Unfassbar also für mich, dass sowohl die Gasteltern als auch deren verglichen mit mir etwas jüngeren Kinder nicht in der erwarteten Form am Geschehen teilnahmen. Mag sein, dass sie geschaut haben. Aber andere Dinge hatten Vorrang. Gespräche über das Tagesgeschehen oder das zeitgleich angefertigte Abendbrot gingen meinen Gastgebern vor. Das war doch nicht möglich? Nicht nur, dass heute Fußball war. Da hat man keinen Hunger und da interessiert sowieso nichts anderes. Aber das Spiel, dieses Spiel, das musste doch einfach jeder schauen. Von den Vorberichten bis zu den „Leichenreden“ (Originalton Vater Edzard Paulsen).


Ich war also auch mit den Analysen auf mich und meine Gedanken angewiesen. Was ich sah, hat mich aber jedenfalls sehr beeindruckt. Und ist auch bis heute als „eines der großen Spiele der Deutschen Mannschaft“ in die Länderspielgeschichte eingegangen. Eines der großen Spiele des Günter Netzer, dessen Nationalelfkarriere bei Weitem nicht seinen überragenden Fähigkeiten entsprach, die er in den 36 teilweise schwächeren Auftritten im Trikot der deutschen Elf ablieferte. Und Günter Netzer war  tatsächlich mein Idol. Nicht nur hatte ich in einem frühen Fußballbuch seine überragende Technik bei Schüssen versucht zu erlernen und nachzuahmen, auch seine wehende Mähne hatte es mir in jenen Jahren angetan und zur Nachahmung aufgefordert.
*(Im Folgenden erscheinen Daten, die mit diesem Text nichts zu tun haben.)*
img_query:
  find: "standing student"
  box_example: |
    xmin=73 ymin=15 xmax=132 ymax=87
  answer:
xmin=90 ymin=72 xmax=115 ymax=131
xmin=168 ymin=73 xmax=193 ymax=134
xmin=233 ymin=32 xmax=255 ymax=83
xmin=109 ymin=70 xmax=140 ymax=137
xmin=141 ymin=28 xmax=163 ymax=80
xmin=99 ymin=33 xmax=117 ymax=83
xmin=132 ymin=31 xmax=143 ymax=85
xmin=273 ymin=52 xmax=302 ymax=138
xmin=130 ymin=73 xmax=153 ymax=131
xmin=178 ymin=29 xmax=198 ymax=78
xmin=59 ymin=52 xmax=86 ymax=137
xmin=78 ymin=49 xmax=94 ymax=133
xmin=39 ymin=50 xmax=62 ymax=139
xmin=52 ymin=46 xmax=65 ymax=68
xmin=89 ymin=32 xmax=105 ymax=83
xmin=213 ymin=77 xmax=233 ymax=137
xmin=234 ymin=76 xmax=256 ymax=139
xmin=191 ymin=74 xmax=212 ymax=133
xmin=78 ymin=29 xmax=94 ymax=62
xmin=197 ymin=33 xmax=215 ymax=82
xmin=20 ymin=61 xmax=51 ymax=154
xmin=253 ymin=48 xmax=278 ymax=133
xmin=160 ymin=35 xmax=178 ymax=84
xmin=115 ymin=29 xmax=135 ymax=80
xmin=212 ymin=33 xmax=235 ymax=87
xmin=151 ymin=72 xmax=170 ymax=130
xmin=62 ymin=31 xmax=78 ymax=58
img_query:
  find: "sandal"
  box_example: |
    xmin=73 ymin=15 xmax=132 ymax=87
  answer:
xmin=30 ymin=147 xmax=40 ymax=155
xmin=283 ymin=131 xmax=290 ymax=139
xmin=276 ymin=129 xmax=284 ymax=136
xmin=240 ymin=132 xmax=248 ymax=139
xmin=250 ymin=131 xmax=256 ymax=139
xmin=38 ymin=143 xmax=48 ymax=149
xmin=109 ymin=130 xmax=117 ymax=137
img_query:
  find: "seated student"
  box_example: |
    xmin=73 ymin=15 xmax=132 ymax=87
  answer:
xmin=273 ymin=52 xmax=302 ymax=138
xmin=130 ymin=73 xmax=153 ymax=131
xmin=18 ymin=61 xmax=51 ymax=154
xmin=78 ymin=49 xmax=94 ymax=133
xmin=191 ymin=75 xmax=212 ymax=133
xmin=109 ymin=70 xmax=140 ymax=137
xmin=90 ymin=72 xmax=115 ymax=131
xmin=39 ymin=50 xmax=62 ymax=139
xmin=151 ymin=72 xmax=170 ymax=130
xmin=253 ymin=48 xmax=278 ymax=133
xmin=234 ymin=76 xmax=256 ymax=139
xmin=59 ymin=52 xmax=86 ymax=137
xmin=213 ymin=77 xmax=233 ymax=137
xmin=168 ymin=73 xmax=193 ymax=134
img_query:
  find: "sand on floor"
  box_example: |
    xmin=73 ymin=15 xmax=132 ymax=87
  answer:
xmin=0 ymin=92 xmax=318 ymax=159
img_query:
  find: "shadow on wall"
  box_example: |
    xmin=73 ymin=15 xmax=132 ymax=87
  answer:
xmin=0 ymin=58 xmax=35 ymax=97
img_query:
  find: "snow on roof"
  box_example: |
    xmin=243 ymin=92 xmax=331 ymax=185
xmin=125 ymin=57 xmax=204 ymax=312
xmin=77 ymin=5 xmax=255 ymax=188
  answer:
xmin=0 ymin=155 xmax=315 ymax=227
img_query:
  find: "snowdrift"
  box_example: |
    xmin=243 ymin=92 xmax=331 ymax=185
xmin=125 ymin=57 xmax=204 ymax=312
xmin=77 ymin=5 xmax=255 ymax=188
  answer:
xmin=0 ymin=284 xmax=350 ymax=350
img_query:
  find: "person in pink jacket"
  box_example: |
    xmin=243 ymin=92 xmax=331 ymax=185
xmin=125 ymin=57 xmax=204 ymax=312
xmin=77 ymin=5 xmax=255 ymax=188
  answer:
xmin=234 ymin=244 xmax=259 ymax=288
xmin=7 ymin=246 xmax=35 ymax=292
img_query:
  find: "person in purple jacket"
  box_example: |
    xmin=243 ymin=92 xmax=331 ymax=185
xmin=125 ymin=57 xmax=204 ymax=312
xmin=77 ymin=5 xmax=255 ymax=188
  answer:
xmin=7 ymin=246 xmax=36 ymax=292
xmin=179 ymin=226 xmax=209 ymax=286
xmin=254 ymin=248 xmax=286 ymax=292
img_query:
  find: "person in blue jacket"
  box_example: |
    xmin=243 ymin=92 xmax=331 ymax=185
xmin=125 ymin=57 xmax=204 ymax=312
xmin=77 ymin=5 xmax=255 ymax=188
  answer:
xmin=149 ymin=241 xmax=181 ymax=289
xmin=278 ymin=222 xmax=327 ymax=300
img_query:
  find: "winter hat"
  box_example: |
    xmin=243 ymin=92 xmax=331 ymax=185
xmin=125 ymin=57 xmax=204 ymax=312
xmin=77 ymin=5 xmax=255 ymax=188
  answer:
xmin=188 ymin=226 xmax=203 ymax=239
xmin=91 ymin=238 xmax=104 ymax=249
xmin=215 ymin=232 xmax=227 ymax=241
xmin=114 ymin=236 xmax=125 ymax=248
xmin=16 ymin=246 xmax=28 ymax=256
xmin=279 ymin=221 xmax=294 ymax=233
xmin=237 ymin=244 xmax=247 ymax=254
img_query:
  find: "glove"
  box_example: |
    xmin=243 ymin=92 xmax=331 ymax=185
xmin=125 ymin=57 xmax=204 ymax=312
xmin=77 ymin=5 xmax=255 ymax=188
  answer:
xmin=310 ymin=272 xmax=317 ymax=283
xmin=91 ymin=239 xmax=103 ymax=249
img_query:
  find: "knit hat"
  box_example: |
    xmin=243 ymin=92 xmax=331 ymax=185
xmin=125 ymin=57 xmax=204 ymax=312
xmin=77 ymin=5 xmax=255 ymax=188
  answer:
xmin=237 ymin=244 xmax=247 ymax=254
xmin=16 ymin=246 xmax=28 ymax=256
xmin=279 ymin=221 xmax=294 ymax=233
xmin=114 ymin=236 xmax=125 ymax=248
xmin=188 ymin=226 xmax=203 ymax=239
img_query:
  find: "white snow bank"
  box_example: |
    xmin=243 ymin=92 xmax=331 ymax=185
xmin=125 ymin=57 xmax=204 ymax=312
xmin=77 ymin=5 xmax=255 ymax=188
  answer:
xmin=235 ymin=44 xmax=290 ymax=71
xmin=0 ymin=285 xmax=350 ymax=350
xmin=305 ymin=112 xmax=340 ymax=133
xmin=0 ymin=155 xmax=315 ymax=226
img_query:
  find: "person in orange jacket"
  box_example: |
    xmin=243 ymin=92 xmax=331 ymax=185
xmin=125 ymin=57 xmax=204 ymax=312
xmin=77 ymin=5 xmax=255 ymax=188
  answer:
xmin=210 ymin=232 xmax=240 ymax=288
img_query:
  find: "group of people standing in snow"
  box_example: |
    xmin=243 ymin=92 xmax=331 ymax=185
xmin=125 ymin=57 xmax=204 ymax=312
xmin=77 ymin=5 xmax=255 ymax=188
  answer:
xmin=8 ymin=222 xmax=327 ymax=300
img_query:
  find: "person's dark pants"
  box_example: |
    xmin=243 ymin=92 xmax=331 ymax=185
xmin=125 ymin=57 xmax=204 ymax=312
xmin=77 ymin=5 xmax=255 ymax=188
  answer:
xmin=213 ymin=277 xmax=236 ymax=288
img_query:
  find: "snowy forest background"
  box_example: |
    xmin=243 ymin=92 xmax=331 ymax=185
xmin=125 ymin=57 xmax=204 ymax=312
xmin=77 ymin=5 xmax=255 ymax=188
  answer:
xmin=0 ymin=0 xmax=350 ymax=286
Dass mir später eher eine Ähnlichkeit mit Ewald Lienen angedichtet wurde, konnte ich dann aber auch gerade noch verkraften...


Die Deutschen gewannen mit 3:1, „Kleines dickes Müller“ traf vorne, Günter Netzer durfte in Abwesenheit seines auf der Position gerade im Nationaltrikot einfach dauerhaft besseren Wolfgang Overath, insgesamt 81 Länderspiele, alleine Regie führen und Katsche Schwarzenbeck räumte gewohnt zuverlässig hinten auf. Das ganz Besondere an diesem Spiel war aber wieder mal meine eigene Geschichte. Und die ist noch nicht vollständig erzählt. 


Denn: Ich hatte ein Ticket für das Rückspiel im Berliner Olympiastadion. Nur eines von zwei Länderspielen der Deutschen, die ich jemals live im Stadion verfolgt habe. Außer, dass wir gelegentlich zu Schulzeiten Karten für die Jugendländerspiele Deutschland gegen England hatten. Mag sein, dass ich also nach dem Hinspiel mit größeren Erwartungen hinging ob der überragenden Qualität der deutschen Mannschaft, mag aber auch sein, dass mir bereits klar war, dass ein 3:1 Sieg im Auswärtsspiel ziemlich sicher die Fahrkarte in die nächste Runde bedeutete und man kein besonderes Spiel erwarten konnte. England hätte drei Tore erzielen müssen, um weiter zu kommen. Und das war doch nicht denkbar?


Die Erinnerungen sind jedenfalls ziemlich trübe. Kein Glanz, kein Gloria, kein Tor. Ein 0:0. Eine echte Enttäuschung. Ein grausames Spiel. Ich weiß auch nicht genau warum ich mich eigentlich so besonders gut an eine einzige Szene in dem Spiel erinnern kann: Ein Torschuss von Siggi Held, der in etwa 20 Meter über das Tor ging. Die beste Torgelegenheit?


Die „Endrunde“ wurde dann mit vier Mannschaften in Belgien ausgetragen. Deutschland gewann das Halbfinale mit 2:1 gegen Belgien und das Finale mit 3:0 gegen die Sowjetunion. Alles irgendwie selbstverständlich. Die Mannschaft war gut, keine Frage. Man gewöhnte sich an die Siege. Aber besonderen Erinnerungswert haben diese Spiele nicht für mich gehabt.